A couple of questions about the premises for these calculations. First and foremost, they seem to assume that somatic cell multiplication is linear in the brain, which is certainly not the case. Most cells are formed early, then pruned, with limited on-going somatic cell formation. How does this impact the model? Also. HD stands in contrast to other expansion disorders as having little somatic cell CAG expansion variation. Therefore, the human biological data seems to contradict the proposed model.


RE: Brain development and somatic mutations in HD

shaik replied to wassinkt on 27 Feb 2009 at 22:10 GMT

Thanks for the questions.
Several comments regarding your first comment:
First we do not claim that the brain cells continue to accomulate mutations via cell multiplications. Other mechanisms may cause the somatic mutations also in non-dividing cells. For example when the DNA strands are seperated for transcription the repeats may miss hybridize following DNA damage repair mechanism that extend the repeats during the correction.

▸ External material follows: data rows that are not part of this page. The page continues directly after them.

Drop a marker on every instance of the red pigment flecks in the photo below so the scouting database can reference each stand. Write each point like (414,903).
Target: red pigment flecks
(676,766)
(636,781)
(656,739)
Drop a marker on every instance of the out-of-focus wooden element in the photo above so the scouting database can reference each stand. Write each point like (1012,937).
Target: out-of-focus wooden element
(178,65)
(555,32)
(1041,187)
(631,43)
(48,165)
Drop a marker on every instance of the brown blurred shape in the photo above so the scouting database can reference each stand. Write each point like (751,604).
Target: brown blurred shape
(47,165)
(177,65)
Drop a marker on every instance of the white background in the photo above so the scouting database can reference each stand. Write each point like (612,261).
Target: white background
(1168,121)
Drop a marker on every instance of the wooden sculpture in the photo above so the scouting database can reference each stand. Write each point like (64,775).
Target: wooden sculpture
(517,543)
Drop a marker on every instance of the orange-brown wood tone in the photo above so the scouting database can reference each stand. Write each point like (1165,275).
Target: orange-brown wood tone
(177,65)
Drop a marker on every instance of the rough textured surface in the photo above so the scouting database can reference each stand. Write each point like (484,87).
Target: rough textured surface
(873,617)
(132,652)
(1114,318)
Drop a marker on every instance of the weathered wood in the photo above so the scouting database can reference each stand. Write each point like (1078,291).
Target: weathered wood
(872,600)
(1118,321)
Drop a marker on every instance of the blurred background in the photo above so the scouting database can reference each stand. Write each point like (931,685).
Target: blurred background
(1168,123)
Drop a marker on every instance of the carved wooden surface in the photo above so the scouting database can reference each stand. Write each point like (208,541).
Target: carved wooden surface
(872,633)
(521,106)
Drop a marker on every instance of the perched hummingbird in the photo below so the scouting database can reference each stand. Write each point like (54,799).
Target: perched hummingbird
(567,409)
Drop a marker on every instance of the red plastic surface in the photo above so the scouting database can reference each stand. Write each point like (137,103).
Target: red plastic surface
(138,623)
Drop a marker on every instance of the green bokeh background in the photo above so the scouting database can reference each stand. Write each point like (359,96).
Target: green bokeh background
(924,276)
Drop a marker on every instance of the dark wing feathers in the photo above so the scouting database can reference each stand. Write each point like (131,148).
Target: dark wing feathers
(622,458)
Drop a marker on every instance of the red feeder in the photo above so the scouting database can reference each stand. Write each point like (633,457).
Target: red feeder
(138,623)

Second, it is still possible that the disease are triggered by a yet uncarchterized group of cells which exist in the brain but do devide continuesly (such as stem cells). The fact that the damage is seen in non-dividing cells does not mean that it is being trigered by those cells. We don't know which cells are the disease triger and they may be different between diseases we simply predict that such a group of cells exist and responsible for the disease timing. These cells may divide or not but we predict that they accomulate somatic repeat mutations according to our model and triger the disease timing. The major damage seen in other cells may just be a following response to this trigger. Several litreture reports identify large somatic expansions in brain tissue (cited in the paper) which support our assumption that some cells has somatic repeat expansion in the brain.

I belive the above clarification also explain your second comment. Only one group of cells is likely to be the triger for each disease and this group may be veryu small and hard to detect. Despite what you say about the difference between HD and other diseases from this family the similar behavior of the timing mechanism and the similar underlying genetic phenomena strongly implies that those diseases share the same mechanism for the timing. The exact cells and the exact damage may differe between the diseases however the HD looks very similar to all the other when you look on the onset curve. I hope this clarifies our points and thanks for the comments.